Crossroads

At the intersection of technology, finance and the Pacific Rim.

Thursday, June 15, 2006

Final Exam

I want to congratulate all of you for finishing the final exam. I received some comments about the difficulty of the assignment. I have not yet had a look at the "results" but you can be rest assured that it is not just a test of your skills, but also my teaching!

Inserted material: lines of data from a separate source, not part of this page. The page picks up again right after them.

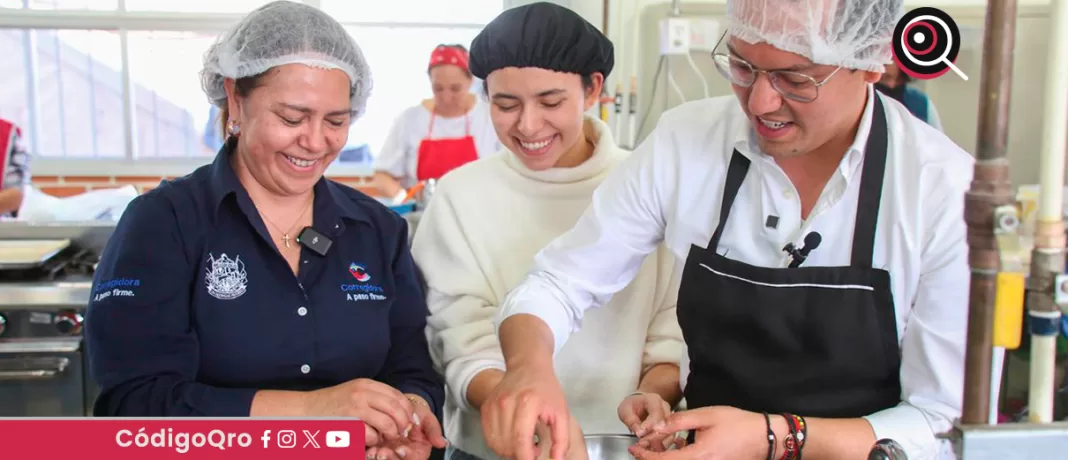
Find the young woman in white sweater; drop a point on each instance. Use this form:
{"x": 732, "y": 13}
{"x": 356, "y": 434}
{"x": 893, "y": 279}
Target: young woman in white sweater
{"x": 544, "y": 67}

Thinking holistically in a world of increasing specialization is a chore. The assignment that I gave you was our test on whether you are thinking of the business and seeing the interconnections. Also, most importantly, you must think of a business as a living organism--often times we view the strategy side of business as a chess match--moving pieces to counter competitive factors and make bold moves that throw the business off-balance. Things get "measured" in market share, revenue per employee, blah, blah, blah. We are looking down on the chess board as the CEO. Yet of course the pieces have hearts and minds of their own and the black pieces (your competitor) also have their own separate agendas--not just combating you.

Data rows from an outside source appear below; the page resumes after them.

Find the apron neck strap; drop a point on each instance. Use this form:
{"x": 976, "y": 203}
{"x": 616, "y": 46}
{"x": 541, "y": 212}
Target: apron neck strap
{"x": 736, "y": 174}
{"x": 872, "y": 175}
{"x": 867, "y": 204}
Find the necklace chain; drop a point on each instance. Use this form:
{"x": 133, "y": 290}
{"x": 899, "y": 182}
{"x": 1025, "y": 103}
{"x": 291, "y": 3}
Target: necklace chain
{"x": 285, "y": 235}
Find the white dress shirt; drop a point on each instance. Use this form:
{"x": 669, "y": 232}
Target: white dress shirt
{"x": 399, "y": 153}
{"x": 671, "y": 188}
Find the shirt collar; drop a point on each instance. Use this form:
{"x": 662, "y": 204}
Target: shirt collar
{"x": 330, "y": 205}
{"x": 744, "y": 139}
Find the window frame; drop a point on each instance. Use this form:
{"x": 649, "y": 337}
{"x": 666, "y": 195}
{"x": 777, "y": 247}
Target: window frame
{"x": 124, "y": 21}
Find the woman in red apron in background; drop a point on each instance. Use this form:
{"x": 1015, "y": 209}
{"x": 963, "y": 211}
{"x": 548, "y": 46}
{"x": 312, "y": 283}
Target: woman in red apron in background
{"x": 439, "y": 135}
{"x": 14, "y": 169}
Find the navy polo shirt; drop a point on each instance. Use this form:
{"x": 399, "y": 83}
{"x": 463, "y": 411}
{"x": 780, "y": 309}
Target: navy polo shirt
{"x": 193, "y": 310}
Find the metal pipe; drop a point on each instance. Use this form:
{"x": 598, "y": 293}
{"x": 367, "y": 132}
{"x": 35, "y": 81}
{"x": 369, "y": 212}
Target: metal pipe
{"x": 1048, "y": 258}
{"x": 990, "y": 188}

I want to encourage all of you to expand your human horizons--not just your business techniques. It is important to understand models and algorithms, yet it is more important for the international businessman or public servant to understand human behavior within the cultural context. Read a good, soulful novel about the place with whom your are interacting. I have found this very useful now that I have been dealing with Bengalis. This can lead to a certain soft power, a sense of touch, that will put a glow over the "hard" knowledge or information gleaned from your methodologies that you have learned at KDI.